After being drafted by the Buffalo Bills in 1983, Kelly was disappointed. He adamantly did not want to play in cold weather. The USFL’s Chicago Blitz intervened, also drafting Kelly. But, according to author Jeff Pearlman in his excellent book “Football for a Buck,” it was a ploy by Blitz GM Bruce Allen to get Kelly into the upstart league. Allen believed Kelly had the swagger and talent to be the next Joe Namath, recalling how “Broadway Joe” put the American Football League on the map in the 1960s.
Kelly got his wish. He was heading to Houston. The Gamblers traded four future draft picks for Kelly in June. In 1984, after initially struggling with offensive coordinator Mouse Davis’ run-and-shoot offense, Kelly adapted and flourished. Firing on the run and hitting small, speedy receivers, Kelly threw for 5,219 yards and 44 touchdown passes. He completed 370 of 587 pass attempts and was named league MVP.
Following in the footsteps of Jim McMahon, Steve Young helped Brigham Young University become “Quarterback U” in the early 1980s. Young could run and pass and his versatility was a dangerous combination.

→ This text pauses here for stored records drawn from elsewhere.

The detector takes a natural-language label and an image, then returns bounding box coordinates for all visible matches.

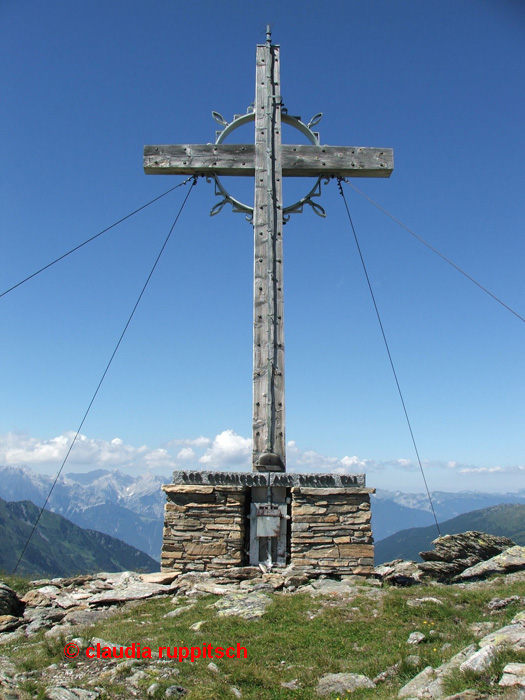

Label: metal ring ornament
[210,108,330,222]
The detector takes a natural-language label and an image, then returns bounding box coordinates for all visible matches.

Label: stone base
[161,472,374,576]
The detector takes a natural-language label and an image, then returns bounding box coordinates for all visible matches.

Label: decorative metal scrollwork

Heading into the ’85 season with the Express, the fleet-footed Young clocked a blistering 4.5-second 40-yard dash.
Ironically, as the USFL courted Young in 1984, legendary broadcaster Howard Cosell tried to convince him to join the league also believing he was “the next Joe Namath.” The NFL’s Cincinnati Bengals also wanted Young, but he wasn’t particularly interested in joining a team that already had veteran signal-caller Ken Anderson.
The L.A. Express offered warm, sunny weather, a solid coach in John Hadl, stout offensive line, and the opportunity to start immediately. Young liked the prospect of joining the Express. Soon after, enigmatic owner Bill Oldenburg sweetened the pot. Oldenburg offered Young a ridiculous rookie contract: $42 million total, $4 million up-front, $2.5 million signing bonus and a $1.5 million tax-free loan.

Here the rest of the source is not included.